Sunday, 6 March 2016

Lee Marvin

           


            On Saturday, just after midnight, I received a call telling me that my container was ready for delivery. They couldn’t bring it directly to my place because there was no room and so they said they would drop it off near the railroad tracks a little east of my place within the next half an hour. I got dressed and rode out on my bike but I overshot the spot where they said it would be delivered. I could already see the truck back a little ways west and I could hear the driver shouting impatiently. It was one of those long containers that one sees stacked up high and side-by-side in masses at freight yards, looking altogether like windowless rusted metal apartment buildings. It was on wheels though and I remembered that I’d pushed ones like it by myself along the street with some effort in the past. When I got to the container I realized that it wasn’t me the driver had been shouting for and it wasn’t even the driver that had been shouting but rather the drivers boss. He was a short but stocky old man with white hair. He was angry with the driver for having dropped the container at the wrong spot and was violently attacking him in response. There were large pieces of furniture that he was grabbing and shoving at the driver, which smashed into his body and sent him flying.

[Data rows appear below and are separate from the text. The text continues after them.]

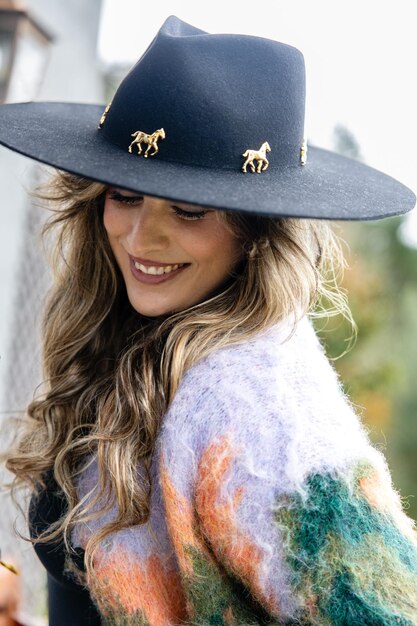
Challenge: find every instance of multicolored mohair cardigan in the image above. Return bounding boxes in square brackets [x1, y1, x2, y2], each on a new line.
[72, 317, 417, 626]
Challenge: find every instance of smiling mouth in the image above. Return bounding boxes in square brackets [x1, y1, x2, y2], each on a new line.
[130, 259, 191, 285]
[134, 261, 189, 276]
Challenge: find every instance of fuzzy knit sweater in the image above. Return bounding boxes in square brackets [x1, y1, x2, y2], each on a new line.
[68, 317, 417, 626]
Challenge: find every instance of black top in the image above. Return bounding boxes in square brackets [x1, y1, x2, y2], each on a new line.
[29, 473, 101, 626]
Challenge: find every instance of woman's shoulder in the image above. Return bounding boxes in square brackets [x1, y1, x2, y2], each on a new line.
[158, 318, 368, 470]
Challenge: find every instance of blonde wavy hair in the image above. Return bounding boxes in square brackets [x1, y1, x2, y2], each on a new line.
[6, 172, 356, 572]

He even slammed the container into the driver as well. Before I had a chance to deal with the old man myself, I woke up and went to take a pee.
            There never seems to be a day when I don’t have to go out and forego reading and essay writing for at least a couple of hours.
            On Saturday I had to do laundry. Again! What’s the point of washing one’s clothing if they are just going to get dirty again in a couple of weeks?
            At the Laundromat I put a toonie and then a loonie into the change machine, but I came out a quarter short. I told the manager, who was standing over his work table looking down at a spread out newspaper, and his already somber visage, still visible beneath his surgical mask, showed impatience as he quickly shook his head and declared without looking at me, “Machine not make mistake! Look on floor!” I assured him that I hadn’t heard anything drop, I nonetheless stepped back and looked down, but saw no coin on the floor. He acted like I was pushing him over the edge, as he had to move away from his reading and deal with me. He assured me, “Machine not lie! People lie! Look on floor!” Just to the left of the change machine, he moved a rack that held free magazines aside and close to the wall was a quarter. “There!” he barked. “”I told you to look!” Seriously? His machine throws my money on the floor and it’s my responsibility to go on a treasure hunt looking for it? I asked him when he was going to fix his machine so that it didn’t throw people’s money around. He told me that if I had a complaint about the machine I should call up the company that made it. I pointed out that I don’t have to call up the manufacturer if one of his washing machines malfunctions because it’s his responsibility, and so is the coin machine because the Laundromat owns it. He thought it was funny that he should be responsible for calling the manufacturer of the coin machine. He said something about how he shouldn’t have to follow me around like a five-year-old kid, helping me find my money. I asked him if he was born without people skills or if he had acquired the lack of them on his own. He was immune to anything I could possibly say anyway, living in his bitter world. They should make people take a kind of social driving test before they are allowed to work with the public.
            I finished reading Heidegger’s “Letter on Humanism”, though I’ll need to read it again to even get a precarious grip on it.
            I read Shyam Selvadurai’s “Pigs Can’t Fly” about a little boy in Sri Lanka that gets reprimanded for playing dress-up with his female cousins. The game of “Bride-Bride” was his greatest joy because he got to be bride, until the adults found out. The story deals with his confusion about their reaction and how their response made him an exile from both sexes.
            I watched the fifth episode of the first season of the Dragnet TV series, from 1951. A young Lee Marvin put on a great performance as the murderer with no real motive. I didn’t recognize Marvin at all in this role, as he didn’t look anything like he did when he became well known. His hair had yet to turn prematurely white.